Traveling west to the suburbs of Doha, McManus eventually found the crown jewel of Qatar’s World Cup campaign: Aspire Academy, a sprawling, air-conditioned complex that houses football pitches, gyms, basketball courts, and an Olympic-sized swimming pool. It also has a school and dormitories. Here, Qatar developed the players who helped the national team win the Asia Cup in 2019, carrying it to as high as 42nd in the world from 113th.

Imagine Leicester City winning the Premier League with homegrown players, one coach who worked at Aspire for 13 years told McManus. The academy had indeed done something incredible, not only ending Qatar’s reliance on hired guns and foreign-born players but cultivating talent from a pool of only a few thousand athletes.

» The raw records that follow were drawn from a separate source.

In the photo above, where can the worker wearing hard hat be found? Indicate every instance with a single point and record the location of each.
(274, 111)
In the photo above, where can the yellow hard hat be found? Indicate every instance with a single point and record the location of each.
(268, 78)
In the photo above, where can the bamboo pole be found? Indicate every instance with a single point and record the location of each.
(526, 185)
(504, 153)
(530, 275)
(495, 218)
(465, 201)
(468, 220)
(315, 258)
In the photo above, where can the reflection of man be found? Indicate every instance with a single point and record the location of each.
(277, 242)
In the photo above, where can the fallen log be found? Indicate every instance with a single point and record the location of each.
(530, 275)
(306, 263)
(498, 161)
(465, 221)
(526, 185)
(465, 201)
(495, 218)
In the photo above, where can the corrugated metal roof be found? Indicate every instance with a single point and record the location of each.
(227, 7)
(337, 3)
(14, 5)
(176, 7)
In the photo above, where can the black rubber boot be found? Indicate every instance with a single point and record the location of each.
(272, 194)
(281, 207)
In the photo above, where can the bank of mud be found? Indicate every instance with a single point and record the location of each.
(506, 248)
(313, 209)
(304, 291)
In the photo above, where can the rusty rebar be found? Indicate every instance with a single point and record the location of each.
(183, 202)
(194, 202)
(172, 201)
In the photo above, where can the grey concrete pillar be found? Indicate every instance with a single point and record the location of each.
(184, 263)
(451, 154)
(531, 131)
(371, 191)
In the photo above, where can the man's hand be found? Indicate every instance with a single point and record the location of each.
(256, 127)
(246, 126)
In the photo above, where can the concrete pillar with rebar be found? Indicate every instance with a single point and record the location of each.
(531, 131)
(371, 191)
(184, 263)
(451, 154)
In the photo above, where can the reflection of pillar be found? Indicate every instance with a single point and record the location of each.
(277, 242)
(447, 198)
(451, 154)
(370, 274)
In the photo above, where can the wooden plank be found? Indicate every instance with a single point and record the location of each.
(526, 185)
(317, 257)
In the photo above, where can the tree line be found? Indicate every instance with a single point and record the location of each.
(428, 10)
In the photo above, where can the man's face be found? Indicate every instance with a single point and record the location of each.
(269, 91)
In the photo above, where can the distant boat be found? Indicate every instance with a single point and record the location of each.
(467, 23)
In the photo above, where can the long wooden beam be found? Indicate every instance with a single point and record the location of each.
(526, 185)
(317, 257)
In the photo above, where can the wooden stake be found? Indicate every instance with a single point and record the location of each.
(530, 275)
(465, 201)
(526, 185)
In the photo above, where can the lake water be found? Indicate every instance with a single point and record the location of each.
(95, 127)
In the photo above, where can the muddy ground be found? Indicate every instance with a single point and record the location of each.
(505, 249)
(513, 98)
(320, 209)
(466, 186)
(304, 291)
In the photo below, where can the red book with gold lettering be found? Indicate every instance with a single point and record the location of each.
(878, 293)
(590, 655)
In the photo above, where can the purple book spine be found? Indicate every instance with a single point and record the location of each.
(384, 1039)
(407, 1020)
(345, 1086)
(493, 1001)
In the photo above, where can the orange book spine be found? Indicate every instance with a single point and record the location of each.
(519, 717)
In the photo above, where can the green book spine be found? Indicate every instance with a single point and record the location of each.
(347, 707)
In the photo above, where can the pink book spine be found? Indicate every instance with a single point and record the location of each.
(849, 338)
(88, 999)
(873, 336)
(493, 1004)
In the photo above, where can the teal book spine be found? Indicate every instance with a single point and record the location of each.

Qatar monitored even the worst of the bunch, and those who struggled left with at least an education.

But Aspire is a clear outlier in Qatari society, an institution that favors long-term planning and patience in a country built on inequality, instant gratification, and token gestures.

“Like many people from Europe, the Qatar that was available to me was a pretty enjoyable place with lots of amenities, freedom of movement, and lots of fun to be had,” McManus said. “As I branched out and tried to understand the Qatars of other people, I experienced through them just how those other worlds in the country are, for lack of a better term, not so good.”